De nouvelles épidémies d’origines multiples menacent la France et les Jeux olympiques qui s’y dérouleront cet été. Dengue, variole du singe, virus du Nil occidental, autant de noms exotiques qui font frémir les autorités sanitaires et les organisateurs des JO.
Épidémies en approche : la France et les JO sous haute surveillance
Alors que la pandémie de Covid-19 est encore dans tous les esprits, de nouvelles épidémies d’origines multiples menacent la France et les Jeux olympiques qui s’y dérouleront cet été. Dengue, variole du singe, virus du Nil occidental, autant de noms exotiques qui font frémir les autorités sanitaires et les organisateurs des JO.
La dengue et le chikungunya, des virus qui vont buzzer
Selon Eric Caumes, infectiologue au service des maladies infectieuses et tropicales de l’AP-HP, au moins un des deux, entre la dengue et le chikungunya, va se développer en France. Le sud du territoire est particulièrement à risque, avec un climat propice au moustique tigre qui transporte et transmet ces virus. Mais il y a déjà eu des cas autochtones de dengue en région parisienne, à Limeil-Brévannes. Selon les données de Santé publique France d’avril 2024, neuf foyers de transmission autochtone de dengue ont été identifiés, pour un total de 45 cas de dengue infectés dans l’Hexagone.
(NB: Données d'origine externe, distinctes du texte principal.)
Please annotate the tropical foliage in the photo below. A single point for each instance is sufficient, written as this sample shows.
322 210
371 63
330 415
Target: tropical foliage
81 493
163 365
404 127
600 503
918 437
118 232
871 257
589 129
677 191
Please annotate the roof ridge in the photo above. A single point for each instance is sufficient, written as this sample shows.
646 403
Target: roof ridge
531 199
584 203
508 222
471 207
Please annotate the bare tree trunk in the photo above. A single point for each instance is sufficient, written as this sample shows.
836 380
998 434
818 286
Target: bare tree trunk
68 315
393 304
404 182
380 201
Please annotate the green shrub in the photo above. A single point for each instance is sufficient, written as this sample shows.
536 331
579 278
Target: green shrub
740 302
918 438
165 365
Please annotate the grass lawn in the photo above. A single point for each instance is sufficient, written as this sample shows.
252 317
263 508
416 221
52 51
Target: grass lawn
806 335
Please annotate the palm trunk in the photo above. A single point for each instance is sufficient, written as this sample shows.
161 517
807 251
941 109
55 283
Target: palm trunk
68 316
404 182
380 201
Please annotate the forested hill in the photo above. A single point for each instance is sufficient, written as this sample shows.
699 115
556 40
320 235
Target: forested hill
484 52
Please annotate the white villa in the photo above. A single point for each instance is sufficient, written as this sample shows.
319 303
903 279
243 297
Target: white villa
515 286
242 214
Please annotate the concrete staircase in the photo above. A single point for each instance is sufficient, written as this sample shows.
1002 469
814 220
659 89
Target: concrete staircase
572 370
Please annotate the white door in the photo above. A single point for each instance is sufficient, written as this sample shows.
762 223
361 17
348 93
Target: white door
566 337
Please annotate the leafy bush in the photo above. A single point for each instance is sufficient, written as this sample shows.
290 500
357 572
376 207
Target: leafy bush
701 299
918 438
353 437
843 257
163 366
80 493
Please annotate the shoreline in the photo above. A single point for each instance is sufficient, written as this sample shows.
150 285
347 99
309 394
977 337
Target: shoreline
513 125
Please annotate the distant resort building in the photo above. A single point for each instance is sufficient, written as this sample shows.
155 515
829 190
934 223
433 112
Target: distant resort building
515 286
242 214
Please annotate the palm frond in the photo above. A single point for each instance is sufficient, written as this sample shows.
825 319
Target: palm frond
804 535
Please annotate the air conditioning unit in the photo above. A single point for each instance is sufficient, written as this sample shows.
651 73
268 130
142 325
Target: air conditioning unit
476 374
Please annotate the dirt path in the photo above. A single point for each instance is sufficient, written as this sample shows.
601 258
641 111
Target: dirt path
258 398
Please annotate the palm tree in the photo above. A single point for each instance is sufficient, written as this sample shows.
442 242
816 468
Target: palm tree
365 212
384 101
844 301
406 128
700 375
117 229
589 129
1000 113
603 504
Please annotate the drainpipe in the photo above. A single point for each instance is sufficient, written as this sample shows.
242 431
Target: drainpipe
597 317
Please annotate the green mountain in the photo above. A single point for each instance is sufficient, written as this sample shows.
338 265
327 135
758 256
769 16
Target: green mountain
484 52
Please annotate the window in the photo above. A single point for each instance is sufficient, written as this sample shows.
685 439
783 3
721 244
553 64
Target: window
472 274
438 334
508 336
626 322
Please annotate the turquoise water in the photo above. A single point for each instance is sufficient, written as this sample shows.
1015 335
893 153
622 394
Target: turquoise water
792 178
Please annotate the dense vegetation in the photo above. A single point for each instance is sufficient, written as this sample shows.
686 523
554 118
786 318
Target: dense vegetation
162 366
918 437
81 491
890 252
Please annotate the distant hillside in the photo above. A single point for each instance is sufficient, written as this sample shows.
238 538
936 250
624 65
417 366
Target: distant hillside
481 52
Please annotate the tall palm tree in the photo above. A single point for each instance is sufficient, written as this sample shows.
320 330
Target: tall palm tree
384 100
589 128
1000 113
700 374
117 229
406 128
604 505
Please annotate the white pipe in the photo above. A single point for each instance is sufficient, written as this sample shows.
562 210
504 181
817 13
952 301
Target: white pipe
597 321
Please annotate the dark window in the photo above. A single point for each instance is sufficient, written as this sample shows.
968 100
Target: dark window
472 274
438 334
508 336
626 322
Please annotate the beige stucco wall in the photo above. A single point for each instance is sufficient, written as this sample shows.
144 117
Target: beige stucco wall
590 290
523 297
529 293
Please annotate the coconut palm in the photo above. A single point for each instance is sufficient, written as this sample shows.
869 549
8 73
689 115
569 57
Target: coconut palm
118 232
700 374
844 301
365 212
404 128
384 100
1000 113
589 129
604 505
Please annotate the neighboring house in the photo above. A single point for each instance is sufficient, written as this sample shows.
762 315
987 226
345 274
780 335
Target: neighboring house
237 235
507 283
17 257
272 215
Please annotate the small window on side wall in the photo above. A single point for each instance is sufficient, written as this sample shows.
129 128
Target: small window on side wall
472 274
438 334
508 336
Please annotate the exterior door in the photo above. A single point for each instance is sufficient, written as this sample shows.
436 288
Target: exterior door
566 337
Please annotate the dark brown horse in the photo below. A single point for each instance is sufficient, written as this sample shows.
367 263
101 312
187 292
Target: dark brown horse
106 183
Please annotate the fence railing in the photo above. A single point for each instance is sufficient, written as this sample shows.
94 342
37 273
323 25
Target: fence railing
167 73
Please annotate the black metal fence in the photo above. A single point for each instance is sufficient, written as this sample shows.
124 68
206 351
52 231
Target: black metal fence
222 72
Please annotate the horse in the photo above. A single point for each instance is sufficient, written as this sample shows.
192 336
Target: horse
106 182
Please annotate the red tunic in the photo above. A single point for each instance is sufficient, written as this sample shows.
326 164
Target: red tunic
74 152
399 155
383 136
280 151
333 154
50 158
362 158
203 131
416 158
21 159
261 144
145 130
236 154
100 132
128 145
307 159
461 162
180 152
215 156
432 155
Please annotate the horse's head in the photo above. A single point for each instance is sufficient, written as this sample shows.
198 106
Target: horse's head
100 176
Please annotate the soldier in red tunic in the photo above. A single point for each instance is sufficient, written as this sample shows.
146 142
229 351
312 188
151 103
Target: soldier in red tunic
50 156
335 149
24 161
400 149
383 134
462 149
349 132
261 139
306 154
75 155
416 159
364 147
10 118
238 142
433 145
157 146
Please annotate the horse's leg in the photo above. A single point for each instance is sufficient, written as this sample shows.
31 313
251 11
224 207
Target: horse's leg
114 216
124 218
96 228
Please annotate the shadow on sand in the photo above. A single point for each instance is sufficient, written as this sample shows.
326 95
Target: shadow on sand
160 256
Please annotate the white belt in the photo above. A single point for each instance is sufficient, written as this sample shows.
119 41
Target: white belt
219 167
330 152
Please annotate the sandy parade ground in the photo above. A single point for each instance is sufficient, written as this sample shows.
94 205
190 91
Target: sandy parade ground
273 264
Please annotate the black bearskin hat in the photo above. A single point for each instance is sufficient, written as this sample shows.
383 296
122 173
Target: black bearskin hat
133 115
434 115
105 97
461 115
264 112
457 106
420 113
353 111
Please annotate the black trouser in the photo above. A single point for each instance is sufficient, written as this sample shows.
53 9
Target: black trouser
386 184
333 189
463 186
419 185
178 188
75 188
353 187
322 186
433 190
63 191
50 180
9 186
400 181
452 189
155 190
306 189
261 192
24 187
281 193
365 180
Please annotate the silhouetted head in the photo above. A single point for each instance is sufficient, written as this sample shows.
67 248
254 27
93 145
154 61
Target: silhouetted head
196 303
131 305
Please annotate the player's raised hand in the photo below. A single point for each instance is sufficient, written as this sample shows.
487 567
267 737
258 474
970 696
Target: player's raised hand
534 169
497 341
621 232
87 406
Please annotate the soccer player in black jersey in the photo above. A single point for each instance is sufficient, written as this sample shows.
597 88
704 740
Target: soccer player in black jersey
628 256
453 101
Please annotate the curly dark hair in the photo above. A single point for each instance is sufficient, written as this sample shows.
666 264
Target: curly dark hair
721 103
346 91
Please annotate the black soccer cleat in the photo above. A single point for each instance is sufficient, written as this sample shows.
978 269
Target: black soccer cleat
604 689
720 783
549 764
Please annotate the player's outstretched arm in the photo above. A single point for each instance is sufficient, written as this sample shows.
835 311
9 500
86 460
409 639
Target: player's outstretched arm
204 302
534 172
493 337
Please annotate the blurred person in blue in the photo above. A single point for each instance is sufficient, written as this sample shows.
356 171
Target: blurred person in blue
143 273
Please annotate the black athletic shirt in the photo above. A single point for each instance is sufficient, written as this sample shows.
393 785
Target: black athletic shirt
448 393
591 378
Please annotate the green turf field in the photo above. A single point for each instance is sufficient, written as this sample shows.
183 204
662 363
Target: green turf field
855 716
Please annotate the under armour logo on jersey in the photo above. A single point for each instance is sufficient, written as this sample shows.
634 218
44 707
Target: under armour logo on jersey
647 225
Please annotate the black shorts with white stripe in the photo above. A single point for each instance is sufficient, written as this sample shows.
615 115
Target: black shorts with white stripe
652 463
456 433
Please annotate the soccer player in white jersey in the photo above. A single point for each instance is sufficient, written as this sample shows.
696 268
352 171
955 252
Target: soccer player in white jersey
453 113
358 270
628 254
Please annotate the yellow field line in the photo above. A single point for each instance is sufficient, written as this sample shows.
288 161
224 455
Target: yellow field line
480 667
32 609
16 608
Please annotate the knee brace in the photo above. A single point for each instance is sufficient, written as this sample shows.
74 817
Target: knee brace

Côté vaccin, il y a celui de Sanofi Aventis, mais il est controversé et uniquement recommandé chez les personnes ayant déjà fait un épisode de dengue. Un autre vaccin, du laboratoire Takeda, est efficace mais risque d’arriver après que le risque soit passé.
Vigilance en Gironde avec le virus du Nil occidental
Le virus du Nil occidental, transmis par le moustique le plus commun, appelé Culex pipiens, est potentiellement mortel, même si 80 % des personnes infectées restent asymptomatiques. Des cas ont été relevés dans la région bordelaise l’année dernière, ce qui était très inhabituel. La surveillance sera de mise en Gironde et aux alentours car pour ce virus, on n’a pas de vaccin, pas de traitement. Reste à appliquer les mesures barrière contre les moustiques : vêtements longs et répulsifs dès l’arrivée des beaux jours.
La variole du singe, nouvelle génération
La France a réussi à endiguer l’épidémie de variole du singe grâce à une campagne de vaccination sur une population cible particulièrement à risque. Mais ce qui préoccupe davantage Eric Caumes, c’est sa version numéro 1, ou clade 1 en langage médical. Cette forme du virus se traduit par une éruption plus massive, un état de santé général plus grave, avec entre 5 % et 10 % de létalité. Si la version numéro 2 est arrivée jusqu’en France, il n’y a pas de raison pour que celle du clade 1 n’atteigne pas à son tour le territoire. Malgré la vaccination du groupe cible pour la première épidémie, si ça déborde de ce groupe à risque, ça va être la catastrophe parce qu’on n’aura pas assez de vaccins pour tout le monde.
Gare aux tiques géantes qui piquent
Des cas de fièvre hémorragique de Crimée-Congo sont détectés chaque année en Espagne. Elle se transmet à l’humain par l’Hyalomma marginatum, aussi appelée tique géante ou tique à pattes rayées. En octobre 2023, des chercheurs ont mis au jour la présence de ce virus chez ces tiques géantes collectées sur des bovins élevés dans les Pyrénées-Orientales. La transmission à l’être humain est
également possible par le contact direct avec le sang ou les fluides corporels d’un animal ou d’un être humain infecté.
Donc oui, là aussi, ça arrive. Il y aura des cas en France, c’est évident, appuie l’infectiologue. D’ailleurs, l’Agence nationale de sécurité sanitaire de l’alimentation, de l’environnement et du travail confirme le risque d’émergence et appelle à mettre en place une surveillance de ces tiques à l’échelle nationale.